I want to emphasize that we are trying to make the application process as simple as possible, and we have asked each applicant to communicate with us well in advance of when the loan is needed. Applicants may come in to a pre-application meeting to clarify the next steps in the process. The applicant can bring along certain financial information listed in the final rule, and even before any investigation fee is paid, a preliminary estimate of the required credit risk premium can be assessed so the applicant could confer with any infrastructure partner and decide whether to go ahead with the application.

Alleged "Secret Agreement" with Treasury

In a hearing last week, Congressman Rahall asked for a copy of a "secret agreement" alleged in the press to exist between FRA and the Department of the Treasury. No such agreement exists, secret or otherwise. Upon reviewing the press reports, we concluded that the reporter had received garbled information about the administrative procedures agreed to by the Administration. These procedures are recorded in a memorandum from Peter J. Basso, Assistant Secretary for Budget and Programs of DOT, to Michael Deich, Program Associate Director of the Office of Management and Budget. I am submitting a copy of that memorandum for the record.

As you will see when you read the memorandum, the press report was replete with inaccuracies. There are good reasons for the procedures contained in the memorandum that were not explained in the press. I want to share them with you.

This very innovative program provides us the ability to make direct loans and loan guarantees based on either Congressional appropriations, credit risk premiums paid by applicants or infrastructure partners on behalf of applicants, or a combination of the two.
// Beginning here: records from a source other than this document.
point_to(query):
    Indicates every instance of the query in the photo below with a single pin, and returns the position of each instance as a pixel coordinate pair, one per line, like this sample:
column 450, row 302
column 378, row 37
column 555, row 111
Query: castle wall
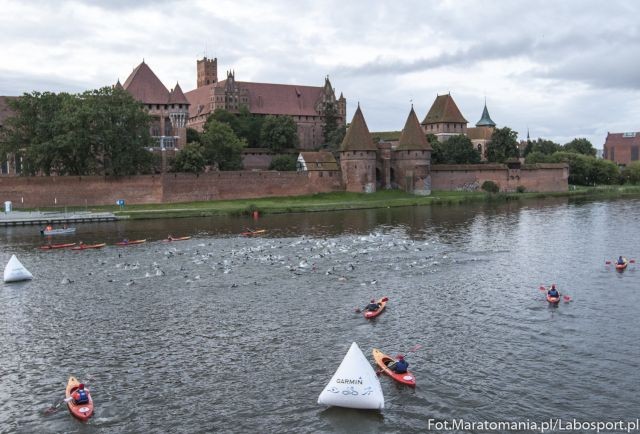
column 469, row 177
column 43, row 191
column 359, row 171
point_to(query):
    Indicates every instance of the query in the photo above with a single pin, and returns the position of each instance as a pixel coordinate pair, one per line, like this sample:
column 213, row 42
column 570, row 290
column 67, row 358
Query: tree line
column 106, row 132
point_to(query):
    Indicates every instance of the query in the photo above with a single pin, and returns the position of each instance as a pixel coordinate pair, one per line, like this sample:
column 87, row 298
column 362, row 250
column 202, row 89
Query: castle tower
column 444, row 119
column 358, row 156
column 480, row 136
column 207, row 71
column 412, row 158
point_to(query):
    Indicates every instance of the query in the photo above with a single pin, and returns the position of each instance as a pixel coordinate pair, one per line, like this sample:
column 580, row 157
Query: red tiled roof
column 358, row 137
column 412, row 137
column 619, row 139
column 480, row 133
column 321, row 160
column 5, row 110
column 145, row 86
column 264, row 98
column 444, row 109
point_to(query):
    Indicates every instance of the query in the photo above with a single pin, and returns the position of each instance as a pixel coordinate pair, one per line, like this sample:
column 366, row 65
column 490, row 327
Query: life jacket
column 81, row 396
column 401, row 366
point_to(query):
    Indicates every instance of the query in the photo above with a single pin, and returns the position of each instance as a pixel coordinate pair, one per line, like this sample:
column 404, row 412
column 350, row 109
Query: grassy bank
column 343, row 201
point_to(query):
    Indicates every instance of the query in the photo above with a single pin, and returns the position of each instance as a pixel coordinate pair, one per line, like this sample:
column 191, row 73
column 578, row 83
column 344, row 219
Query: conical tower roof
column 177, row 96
column 358, row 137
column 485, row 121
column 145, row 86
column 412, row 137
column 444, row 109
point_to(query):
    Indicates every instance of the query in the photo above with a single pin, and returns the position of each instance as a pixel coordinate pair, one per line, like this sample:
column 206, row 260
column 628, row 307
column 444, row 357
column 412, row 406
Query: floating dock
column 22, row 218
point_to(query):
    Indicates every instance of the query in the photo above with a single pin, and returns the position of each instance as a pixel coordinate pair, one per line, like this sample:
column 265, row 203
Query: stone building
column 480, row 136
column 622, row 148
column 169, row 109
column 366, row 166
column 305, row 104
column 444, row 119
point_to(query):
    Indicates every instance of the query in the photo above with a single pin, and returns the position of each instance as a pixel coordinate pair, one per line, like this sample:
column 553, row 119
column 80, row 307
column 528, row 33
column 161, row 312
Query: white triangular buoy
column 15, row 271
column 354, row 385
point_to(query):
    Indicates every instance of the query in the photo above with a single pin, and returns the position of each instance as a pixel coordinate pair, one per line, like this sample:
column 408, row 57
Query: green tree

The program also provides that obligations issued under this program will be grouped and included in cohorts to enable the credit risk premiums collected in the aggregate for each cohort to be available to cover any losses suffered from obligations in that cohort. After all the obligations in a cohort are satisfied, any remaining credit risk premiums are to be returned to borrowers.

If losses within a cohort exceed the amounts of credit risk premiums collected, the Federal Government will have to bear the loss. On other hand, if losses are less than expected in a cohort, the remaining credit risk premiums will be returned to the borrowers.

In order to reduce the overall risk to the Federal Government, given the one-sided nature of the loss, certain administrative provisions have been established. These procedures would limit the size of loans to 6% of the remaining authorized amount and also ensure that no single loan will be larger than 10% of the total loans in any cohort of loans. By limiting both the actual size of the largest loans as well as their size relative to the entire cohort, the probability of a default has been reduced so that no one large loan will cause a loss larger than the credit risk premiums in its cohort. The memorandum recited FRA's long-standing policy of seeking adequate collateral (up to 100%) to secure its loans and loan guarantees, thereby also reducing the size of the applicant's credit risk premium. The memorandum also stated the Department's commitment to review periodically and revise, as may be appropriate, the model used to calculate credit risk premiums.

I am happy that the FRA is finally in a position to begin providing this financial assistance to complete worthy projects which would not otherwise have been possible. I appreciate your attention and would be happy to answer any questions you may have.